Offsite Construction – where is it going? by Rory Bergin

7th March, 2017

There has never been a better time to develop the offsite industry. It is in a sweet spot where traditional construction is under tremendous pressure simultaneously from several directions. Pressure on skills, immigration, time and cost.

At HTA we are working with a number of modular and offsite companies developing prototypes for factory production, building buildings that are largely factory made, designing new schemes for private rental that can be modularised or prefabricated from the beginning. Within the space of five years prefabricated buildings have gone from being an idea that we devoted a lot of time to promoting, to now being a substantial part of our workload. We have completed four major projects where pre-fabrication played a major role, including one of the largest zero-carbon schemes in the UK and three buildings up to 19 stories high in London. All of these were completed either on-time with few defects, or up to a year earlier than comparable buildings of the same size. 

For a rental building, being able to complete a year earlier has a major impact on the viability of the development and trumps most other considerations, which is why so many of our rental projects are either considering this approach seriously, or have already moved away from traditional construction methods.
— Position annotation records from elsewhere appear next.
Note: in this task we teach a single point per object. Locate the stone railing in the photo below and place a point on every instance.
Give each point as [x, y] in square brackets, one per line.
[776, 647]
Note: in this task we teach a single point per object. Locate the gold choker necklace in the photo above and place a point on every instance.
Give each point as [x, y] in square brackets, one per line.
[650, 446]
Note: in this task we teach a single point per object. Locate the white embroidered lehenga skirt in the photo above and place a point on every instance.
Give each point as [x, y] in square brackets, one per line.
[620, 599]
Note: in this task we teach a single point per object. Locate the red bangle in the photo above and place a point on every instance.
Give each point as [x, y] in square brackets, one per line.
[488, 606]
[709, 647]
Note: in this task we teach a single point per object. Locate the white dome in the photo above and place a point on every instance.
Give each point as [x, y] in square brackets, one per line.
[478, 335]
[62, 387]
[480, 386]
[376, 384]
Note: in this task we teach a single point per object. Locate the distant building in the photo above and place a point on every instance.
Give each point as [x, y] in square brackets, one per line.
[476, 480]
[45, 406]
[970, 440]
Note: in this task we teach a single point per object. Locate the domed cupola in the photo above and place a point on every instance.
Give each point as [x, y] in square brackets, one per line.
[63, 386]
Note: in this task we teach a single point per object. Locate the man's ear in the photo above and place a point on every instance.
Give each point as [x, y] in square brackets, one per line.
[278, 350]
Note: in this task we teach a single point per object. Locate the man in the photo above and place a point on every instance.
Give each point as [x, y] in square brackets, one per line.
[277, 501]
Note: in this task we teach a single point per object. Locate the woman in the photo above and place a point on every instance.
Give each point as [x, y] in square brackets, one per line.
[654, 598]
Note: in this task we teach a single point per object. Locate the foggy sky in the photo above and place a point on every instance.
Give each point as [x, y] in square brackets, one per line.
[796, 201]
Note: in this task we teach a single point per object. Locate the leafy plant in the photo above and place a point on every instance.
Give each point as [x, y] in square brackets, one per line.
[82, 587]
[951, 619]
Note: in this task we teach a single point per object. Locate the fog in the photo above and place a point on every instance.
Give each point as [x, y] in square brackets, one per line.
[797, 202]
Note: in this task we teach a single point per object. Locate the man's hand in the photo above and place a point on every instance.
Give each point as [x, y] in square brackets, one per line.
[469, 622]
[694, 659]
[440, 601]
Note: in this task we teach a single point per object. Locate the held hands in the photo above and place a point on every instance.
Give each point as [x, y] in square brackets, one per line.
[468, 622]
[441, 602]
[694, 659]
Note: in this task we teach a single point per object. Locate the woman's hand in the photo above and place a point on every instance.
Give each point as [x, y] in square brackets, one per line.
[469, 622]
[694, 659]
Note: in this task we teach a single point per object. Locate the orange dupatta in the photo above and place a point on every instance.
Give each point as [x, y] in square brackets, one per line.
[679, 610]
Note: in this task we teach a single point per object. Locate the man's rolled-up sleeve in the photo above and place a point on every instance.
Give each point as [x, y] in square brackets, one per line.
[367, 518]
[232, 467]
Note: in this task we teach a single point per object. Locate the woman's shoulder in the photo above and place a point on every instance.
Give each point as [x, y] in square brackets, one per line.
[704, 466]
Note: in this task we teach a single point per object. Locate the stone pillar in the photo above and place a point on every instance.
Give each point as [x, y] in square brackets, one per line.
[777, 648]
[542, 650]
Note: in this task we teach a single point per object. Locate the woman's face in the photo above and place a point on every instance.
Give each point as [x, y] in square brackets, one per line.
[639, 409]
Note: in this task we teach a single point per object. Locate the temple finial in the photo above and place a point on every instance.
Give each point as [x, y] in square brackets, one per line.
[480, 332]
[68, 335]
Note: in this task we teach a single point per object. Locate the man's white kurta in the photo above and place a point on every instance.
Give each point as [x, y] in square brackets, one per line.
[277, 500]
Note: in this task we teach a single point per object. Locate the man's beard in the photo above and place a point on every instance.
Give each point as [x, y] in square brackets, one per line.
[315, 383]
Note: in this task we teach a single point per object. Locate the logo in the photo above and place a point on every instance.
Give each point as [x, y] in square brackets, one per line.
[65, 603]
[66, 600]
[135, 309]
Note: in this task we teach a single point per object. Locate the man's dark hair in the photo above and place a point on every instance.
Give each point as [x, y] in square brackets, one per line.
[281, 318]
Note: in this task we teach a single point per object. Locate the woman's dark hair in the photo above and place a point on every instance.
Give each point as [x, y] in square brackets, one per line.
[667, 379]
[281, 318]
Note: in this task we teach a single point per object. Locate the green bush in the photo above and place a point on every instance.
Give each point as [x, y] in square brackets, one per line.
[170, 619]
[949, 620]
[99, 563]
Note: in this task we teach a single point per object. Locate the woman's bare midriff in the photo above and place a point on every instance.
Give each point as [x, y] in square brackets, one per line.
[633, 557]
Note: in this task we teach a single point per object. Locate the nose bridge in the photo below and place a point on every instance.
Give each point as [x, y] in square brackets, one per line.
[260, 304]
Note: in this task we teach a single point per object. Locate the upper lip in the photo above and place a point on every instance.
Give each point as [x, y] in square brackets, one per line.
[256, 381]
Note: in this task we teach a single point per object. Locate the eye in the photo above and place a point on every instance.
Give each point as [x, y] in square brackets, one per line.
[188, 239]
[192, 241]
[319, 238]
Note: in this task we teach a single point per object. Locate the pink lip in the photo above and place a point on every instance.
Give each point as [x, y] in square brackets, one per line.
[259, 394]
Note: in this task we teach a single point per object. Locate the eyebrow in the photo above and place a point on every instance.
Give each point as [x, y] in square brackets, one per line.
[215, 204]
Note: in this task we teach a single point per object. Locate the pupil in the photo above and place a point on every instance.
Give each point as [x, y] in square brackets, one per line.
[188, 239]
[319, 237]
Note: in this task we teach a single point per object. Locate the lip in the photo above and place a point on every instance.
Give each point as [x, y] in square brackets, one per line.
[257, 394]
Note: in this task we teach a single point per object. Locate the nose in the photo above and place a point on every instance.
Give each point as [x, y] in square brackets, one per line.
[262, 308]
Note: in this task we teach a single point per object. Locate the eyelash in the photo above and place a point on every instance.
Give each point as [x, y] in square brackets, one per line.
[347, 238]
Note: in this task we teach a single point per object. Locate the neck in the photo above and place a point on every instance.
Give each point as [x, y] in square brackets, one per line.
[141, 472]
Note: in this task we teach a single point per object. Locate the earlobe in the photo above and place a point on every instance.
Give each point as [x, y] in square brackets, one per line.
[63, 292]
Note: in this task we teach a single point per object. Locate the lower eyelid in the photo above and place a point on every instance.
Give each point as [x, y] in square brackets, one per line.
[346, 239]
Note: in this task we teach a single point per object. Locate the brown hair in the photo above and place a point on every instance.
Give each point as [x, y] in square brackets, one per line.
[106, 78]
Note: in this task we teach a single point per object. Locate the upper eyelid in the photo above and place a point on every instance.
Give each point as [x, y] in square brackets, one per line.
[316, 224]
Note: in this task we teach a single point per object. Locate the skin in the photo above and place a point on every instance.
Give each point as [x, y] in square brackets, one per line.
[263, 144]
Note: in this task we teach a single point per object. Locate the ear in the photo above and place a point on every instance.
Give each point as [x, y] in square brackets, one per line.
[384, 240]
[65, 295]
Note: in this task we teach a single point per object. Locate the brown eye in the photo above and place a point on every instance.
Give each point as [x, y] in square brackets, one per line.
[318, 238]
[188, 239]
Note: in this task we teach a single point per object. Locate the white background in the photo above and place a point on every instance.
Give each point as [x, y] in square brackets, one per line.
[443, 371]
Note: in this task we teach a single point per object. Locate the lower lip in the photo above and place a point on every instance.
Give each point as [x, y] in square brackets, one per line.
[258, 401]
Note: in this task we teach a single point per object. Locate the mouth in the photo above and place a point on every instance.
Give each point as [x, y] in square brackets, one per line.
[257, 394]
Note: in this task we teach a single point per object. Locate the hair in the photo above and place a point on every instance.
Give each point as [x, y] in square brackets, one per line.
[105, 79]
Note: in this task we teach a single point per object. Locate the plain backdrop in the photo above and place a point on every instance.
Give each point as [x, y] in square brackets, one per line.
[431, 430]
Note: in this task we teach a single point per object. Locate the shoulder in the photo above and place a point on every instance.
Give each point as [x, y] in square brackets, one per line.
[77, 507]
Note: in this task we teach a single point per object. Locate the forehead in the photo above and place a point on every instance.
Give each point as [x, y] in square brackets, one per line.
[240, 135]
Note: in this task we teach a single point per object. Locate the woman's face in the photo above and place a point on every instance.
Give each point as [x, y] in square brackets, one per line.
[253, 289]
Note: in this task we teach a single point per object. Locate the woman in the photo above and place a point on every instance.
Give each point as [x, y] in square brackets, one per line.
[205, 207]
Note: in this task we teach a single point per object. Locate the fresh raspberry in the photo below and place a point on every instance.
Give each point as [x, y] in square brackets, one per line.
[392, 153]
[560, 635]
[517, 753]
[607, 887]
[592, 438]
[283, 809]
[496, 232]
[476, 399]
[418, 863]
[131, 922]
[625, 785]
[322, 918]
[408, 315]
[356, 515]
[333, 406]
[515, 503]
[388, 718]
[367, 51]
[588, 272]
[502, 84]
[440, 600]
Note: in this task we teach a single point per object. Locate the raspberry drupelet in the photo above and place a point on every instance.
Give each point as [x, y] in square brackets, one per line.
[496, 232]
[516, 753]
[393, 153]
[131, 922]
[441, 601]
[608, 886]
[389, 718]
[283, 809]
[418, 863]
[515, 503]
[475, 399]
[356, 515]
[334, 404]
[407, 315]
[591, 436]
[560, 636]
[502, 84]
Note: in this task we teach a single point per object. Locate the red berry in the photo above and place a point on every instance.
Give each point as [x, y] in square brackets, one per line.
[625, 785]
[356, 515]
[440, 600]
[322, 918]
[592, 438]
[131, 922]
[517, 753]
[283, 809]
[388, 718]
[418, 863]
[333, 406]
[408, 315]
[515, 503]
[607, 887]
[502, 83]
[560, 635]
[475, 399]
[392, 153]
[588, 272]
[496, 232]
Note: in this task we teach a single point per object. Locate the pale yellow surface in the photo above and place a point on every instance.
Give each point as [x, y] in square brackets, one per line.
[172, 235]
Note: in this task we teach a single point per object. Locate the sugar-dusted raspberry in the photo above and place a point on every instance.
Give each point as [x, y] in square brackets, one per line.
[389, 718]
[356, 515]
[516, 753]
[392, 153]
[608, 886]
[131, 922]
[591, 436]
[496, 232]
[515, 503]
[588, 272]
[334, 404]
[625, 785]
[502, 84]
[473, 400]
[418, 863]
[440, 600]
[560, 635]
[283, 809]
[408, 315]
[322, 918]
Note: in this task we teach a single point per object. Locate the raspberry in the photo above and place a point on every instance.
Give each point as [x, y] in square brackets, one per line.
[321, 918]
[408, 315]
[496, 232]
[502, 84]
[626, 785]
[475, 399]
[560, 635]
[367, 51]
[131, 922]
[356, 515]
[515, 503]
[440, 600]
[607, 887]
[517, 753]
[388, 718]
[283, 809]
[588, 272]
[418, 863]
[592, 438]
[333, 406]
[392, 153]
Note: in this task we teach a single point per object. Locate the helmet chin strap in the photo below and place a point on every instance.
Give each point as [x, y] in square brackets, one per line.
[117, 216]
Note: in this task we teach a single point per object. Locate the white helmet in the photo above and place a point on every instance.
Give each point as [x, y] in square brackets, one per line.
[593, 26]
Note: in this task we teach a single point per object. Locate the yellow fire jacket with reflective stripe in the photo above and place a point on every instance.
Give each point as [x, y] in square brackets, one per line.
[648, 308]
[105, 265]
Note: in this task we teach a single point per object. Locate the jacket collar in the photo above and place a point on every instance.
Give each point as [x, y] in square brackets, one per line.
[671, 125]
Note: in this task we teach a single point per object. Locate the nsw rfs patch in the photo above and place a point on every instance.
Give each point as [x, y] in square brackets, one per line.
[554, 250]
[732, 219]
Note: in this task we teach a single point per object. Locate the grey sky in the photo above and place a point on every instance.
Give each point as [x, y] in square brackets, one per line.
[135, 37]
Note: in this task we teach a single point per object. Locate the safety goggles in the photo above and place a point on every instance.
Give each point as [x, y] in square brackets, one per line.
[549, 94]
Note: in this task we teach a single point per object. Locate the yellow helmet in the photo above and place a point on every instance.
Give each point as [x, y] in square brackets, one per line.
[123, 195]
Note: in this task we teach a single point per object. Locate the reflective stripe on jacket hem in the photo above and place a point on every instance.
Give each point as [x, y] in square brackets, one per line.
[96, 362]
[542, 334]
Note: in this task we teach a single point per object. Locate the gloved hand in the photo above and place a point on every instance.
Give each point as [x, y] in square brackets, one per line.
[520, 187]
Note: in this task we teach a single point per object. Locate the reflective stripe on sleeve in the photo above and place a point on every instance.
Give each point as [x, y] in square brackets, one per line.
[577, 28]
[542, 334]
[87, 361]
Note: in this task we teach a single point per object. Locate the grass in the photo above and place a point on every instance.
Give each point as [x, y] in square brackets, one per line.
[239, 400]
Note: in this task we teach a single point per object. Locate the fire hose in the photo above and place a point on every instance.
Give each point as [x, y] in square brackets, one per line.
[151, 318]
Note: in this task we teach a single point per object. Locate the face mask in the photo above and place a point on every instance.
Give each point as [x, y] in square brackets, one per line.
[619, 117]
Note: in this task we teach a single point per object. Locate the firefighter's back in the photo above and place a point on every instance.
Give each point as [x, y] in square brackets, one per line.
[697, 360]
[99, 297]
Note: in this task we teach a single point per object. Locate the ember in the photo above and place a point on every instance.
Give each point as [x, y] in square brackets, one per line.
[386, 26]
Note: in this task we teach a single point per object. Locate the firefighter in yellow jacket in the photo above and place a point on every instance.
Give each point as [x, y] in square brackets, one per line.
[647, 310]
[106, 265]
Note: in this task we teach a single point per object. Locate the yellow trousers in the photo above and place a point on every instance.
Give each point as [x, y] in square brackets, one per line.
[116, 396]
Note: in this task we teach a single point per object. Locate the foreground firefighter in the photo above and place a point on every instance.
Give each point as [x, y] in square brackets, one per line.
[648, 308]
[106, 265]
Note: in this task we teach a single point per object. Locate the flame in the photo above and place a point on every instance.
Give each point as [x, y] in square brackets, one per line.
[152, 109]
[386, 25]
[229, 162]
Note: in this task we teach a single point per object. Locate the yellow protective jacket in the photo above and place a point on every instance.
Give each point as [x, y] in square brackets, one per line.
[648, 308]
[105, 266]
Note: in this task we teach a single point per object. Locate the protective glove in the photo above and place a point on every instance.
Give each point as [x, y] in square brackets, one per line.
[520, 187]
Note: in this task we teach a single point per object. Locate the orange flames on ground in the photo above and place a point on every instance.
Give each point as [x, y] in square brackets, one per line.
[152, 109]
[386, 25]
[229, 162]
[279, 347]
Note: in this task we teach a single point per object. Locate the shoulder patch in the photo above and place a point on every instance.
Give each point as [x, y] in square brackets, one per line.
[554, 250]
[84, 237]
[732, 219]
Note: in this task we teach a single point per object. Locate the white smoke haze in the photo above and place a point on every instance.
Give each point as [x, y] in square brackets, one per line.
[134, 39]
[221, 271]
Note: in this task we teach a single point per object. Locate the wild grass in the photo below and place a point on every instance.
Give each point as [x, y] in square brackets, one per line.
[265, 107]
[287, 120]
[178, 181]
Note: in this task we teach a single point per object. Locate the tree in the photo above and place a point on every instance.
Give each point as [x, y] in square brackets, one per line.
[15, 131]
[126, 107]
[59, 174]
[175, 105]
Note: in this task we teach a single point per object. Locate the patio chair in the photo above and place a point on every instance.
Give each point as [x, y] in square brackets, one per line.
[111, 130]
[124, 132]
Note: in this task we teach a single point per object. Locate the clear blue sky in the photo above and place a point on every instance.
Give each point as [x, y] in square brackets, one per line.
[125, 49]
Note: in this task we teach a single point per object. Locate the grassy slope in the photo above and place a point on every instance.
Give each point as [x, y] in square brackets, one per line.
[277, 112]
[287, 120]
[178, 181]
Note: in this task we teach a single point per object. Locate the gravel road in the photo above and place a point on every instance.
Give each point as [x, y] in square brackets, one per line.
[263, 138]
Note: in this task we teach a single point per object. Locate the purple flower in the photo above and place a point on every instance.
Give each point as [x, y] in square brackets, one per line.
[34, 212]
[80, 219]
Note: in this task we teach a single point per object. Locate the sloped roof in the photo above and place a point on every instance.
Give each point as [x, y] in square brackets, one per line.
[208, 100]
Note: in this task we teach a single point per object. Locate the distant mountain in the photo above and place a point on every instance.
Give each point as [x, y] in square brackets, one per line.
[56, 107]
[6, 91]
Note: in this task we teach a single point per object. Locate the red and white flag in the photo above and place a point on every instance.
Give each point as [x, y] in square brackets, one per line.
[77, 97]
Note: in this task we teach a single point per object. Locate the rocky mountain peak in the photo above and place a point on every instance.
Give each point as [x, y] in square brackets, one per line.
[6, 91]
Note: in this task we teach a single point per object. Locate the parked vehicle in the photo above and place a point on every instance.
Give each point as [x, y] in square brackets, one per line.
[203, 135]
The major benefits to them, apart from the speed of delivery, is that the rooms come complete, with all the fixed elements installed. Depending on the agreement, manufacturers can install all fixed items in the rooms before delivery, including built-in furniture, light fittings and all finishes. The windows and doors are usually installed as the modules are sufficiently stiff to protect them during lifting.

In our experience, it is possible to install a half-dozen modules per crane per day, which is the equivalent of a pair of two bedroom apartments. While the groundworks, cladding and roof elements are all substantial pieces of work and are rarely prefabricated, this speed makes a radical difference to the construction sequence.

When you add to these considerations, the fact that the construction workforce in the UK is at or near to full capacity and that there is not going to be an influx of workers to fill low-skilled roles as has happened in the past, using factory production makes sense as a way of doing more with fewer people. A factory can offer a safe, dry environment, and workers can move from module to module to add materials, services or finishes without intruding on the work of others. They can also become highly skilled because the work that they do is sufficiently repetitive without becoming mind-numbingly dull. 

The costs of the prefabrication methods are also dropping as the factory businesses scale up. When a factory is running at full capacity it becomes a very efficient construction system, and the reason that many of them have failed in the UK in the past is that they have rarely had the opportunity to run at full capacity for any substantial period of time. The boom and bust cycle of construction has made it very difficult for those businesses to survive a sudden influx or cancellation of work. Now that these factories are busy, their cost base is not changing as quickly as traditional construction and they can maintain prices for longer while the competition rises theirs. Again this is making developers and contractors look again at prefabrication as their traditional supply chains reach capacity and their price rises.

All of these benefits are available today, but there aren’t enough plants available to make a serious impact on the production levels of the UK housing industry. A good sized factory can produce 1-2000 units per year, which means that we would need fifty of them to make a serious impact on the UK housing shortage. In addition to the fifty factories, we need 500 clients who agree that this is their preferred method of construction, and the factories would need a lot of senior staff who understand manufacturing processes on the one hand, but also understand the needs of the housing market on the other. It is not as simple as taking a factory that produced bits of cars and turning it into one that produces bits of houses. While the production methodology may be similar, the product is very different. Housing needs to be good quality housing. We have had a long and painful legacy of cheaply constructed prefabricated buildings from the post-war years and we must avoid repeating any of those mistakes. The product from the factory must be appropriate and of high quality, or else there is little point in constructing it.  

All of this leads me to think that we have the opportunity to create a new industrial sector in the UK, one that could rival the car industry. A solid and long term factory based housing production industry that generated stable outputs, of high quality and which could lever their supply chains to bring down the costs of production. It would take enormous amounts of traffic off our roads, put a lot of white van men and women into stable jobs, reduce the energy consumption of construction, cut down pollution and noise, and transform construction from an unattractive and old-fashioned industry into a modern concern that attracts the brightest and best. 

Current factory production is a lot like site-based production but much better organised and safe. Future factory production could be highly automated and use modern manufacturing to increase quality lower costs and deliver greater customer choices through customisation, like almost every other industry on the planet. That is an exciting prospect, but in order to get there, we need some things to change. We need clients to agree that this is the way to build things, we need insurers to support them, we need designers to take a lead in proposing these solutions and we need manufacturers to bring their expertise to bear on solving the housing crisis. Normally I would say that we need political support, but having seen what political support has done to environmental businesses over the last few years I am going to suggest that we leave politicians out of the loop for the moment until it becomes as obvious to them as it is to us that this nascent industry deserves all the support it can get.